Maria Hinojosa, CNN, New York.


ANNOUNCER: Teachers, make the most of CNN NEWSROOM with our free daily classroom guide to the program. There, you'll find a rundown of each day's show so you choose just the program segments that fit your lesson plan. Plus, there are discussion questions and activities, and the guide highlights key people, places, and news terms. Each day, find hot links to other online resources and previews of upcoming "Desk" segments. It's all at this Web address, where you can also sign up to have the guide automatically e-mailed directly to you each day. It's easy, it's free, it's your curriculum connection to the news. After all, the news never stops, and neither does learning.

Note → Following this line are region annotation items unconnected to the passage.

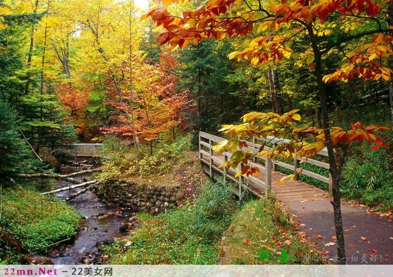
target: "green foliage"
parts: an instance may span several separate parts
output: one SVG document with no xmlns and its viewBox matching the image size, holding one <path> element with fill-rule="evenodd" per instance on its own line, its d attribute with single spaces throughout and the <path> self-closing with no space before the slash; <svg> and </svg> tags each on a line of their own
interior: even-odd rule
<svg viewBox="0 0 393 277">
<path fill-rule="evenodd" d="M 16 121 L 13 111 L 0 100 L 0 176 L 20 172 L 34 162 Z"/>
<path fill-rule="evenodd" d="M 206 182 L 194 205 L 147 219 L 145 214 L 138 215 L 140 226 L 107 250 L 110 263 L 215 264 L 218 243 L 236 209 L 228 187 Z M 120 253 L 120 244 L 128 247 L 124 254 Z"/>
<path fill-rule="evenodd" d="M 108 136 L 104 140 L 107 151 L 104 164 L 106 171 L 100 175 L 101 178 L 126 179 L 138 176 L 146 177 L 159 176 L 168 173 L 176 163 L 188 151 L 190 136 L 179 136 L 171 143 L 164 143 L 155 148 L 153 154 L 139 151 L 139 171 L 136 172 L 133 146 L 122 148 L 120 140 L 115 136 Z"/>
<path fill-rule="evenodd" d="M 43 250 L 36 248 L 77 234 L 80 215 L 56 198 L 16 187 L 3 190 L 2 202 L 1 225 L 27 245 L 29 253 L 40 253 Z M 15 249 L 1 246 L 0 258 L 16 262 Z"/>
<path fill-rule="evenodd" d="M 220 260 L 226 264 L 283 264 L 280 261 L 285 249 L 288 264 L 302 263 L 307 254 L 317 258 L 310 259 L 313 263 L 322 263 L 319 255 L 297 235 L 274 198 L 251 201 L 236 213 L 224 234 Z M 268 252 L 268 261 L 261 259 L 264 251 Z"/>
</svg>

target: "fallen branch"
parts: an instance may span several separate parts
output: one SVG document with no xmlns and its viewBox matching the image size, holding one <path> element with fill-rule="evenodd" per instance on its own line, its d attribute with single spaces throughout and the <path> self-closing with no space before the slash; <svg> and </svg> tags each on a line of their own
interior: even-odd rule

HAYNES: The Fourth of July is over, but Americans are gearing up for fireworks once again. Today, the display will be in England at the women's semifinals at the Wimbledon tennis tournament. Sisters Venus and Serena Williams will be slugging it out against each other for a trip to the finals. And right now, the winner's anyone's guess.

Tom Mintier has a preview.


TOM MINTIER, CNN CORRESPONDENT (voice-over): Venus and Serena Williams are not the first sister act to face off at center court. The Watson sisters did it 116 years ago in the very first ladies' final at Wimbledon. But this match will have a much larger audience.

SERENA WILLIAM, WIMBLEDON SEMI-FINALIST: I just have to make sure I play very well, because Venus gets a lot of balls back. She gets everything back, so I have to make sure, you know, I'm just trying to stick in there.

VENUS WILLIAMS, WIMBLEDON SEMI-FINALIST: Most exciting is that we both are here. And the biggest challenge is that Serena is extremely powerful, extremely dangerous, and, you know, she knows everything I know.

MINTIER: Sisters often know each other's secrets on and off the court. They have played each other four times before. The elder Venus has the advantage, winning three of the matches.

V. WILLIAMS: One of us will be bitter, but not to the degree -- I guess of usually you'd be bitter if you lost the semifinals, but naturally one of us will be in the final. So that will be great.

MINTIER: The Williams sisters practice together, even before their big match. They also compete together as a doubles duo.

Venus made it to the semifinals by beating world No. 1 Martina Hingis in a match that lasted just over two hours. Venus is seeded fifth at Wimbledon. Serena entered the tournament eighth.

S. WILLIAMS: Venus has to have a lot of confidence now, beating the No. 1 player in the world, obviously. She must be feeling great.

V. WILLIAMS: I just hope that I'll be able to play better than her. She's really been blazing her past opponents, no mercy, and I want to go in with the same attitude.

MINTIER (on camera): Tennis is seen by some as a white-dominated sport, much the same as golf once was. The country clubs in America, just like Wimbledon, were some of the last places blacks were allowed in.

(voice-over): Arthur Ashe won Wimbledon in 1975 at the age of 31. He was the first and, up till now, the only African-American to be ranked No. 1 in the world of tennis -- a feat one of the Williams sisters may be about to repeat.

Tom Mintier, CNN, London.


BAKHTIAR: And your pick?

HAYNES: Serena.


HAYNES: Oh, yes.

BAKHTIAR: Well, Serena's the better player, evidently, but I'm going to go with Venus because I saw her against Martina the other day and she was on fire, so...

HAYNES: She was hot. But I could never play against my brother or sister.


HAYNES: Like if they were losing, I would feel sorry for them and give them a point. BAKHTIAR: Would you?

HAYNES: Yes, it's a family thing.

BAKHTIAR: I wouldn't. I'm extremely competitive.

HAYNES: I know you are.


BAKHTIAR: Take care everyone.

HAYNES: Listen, we got to go. We'll see you tomorrow.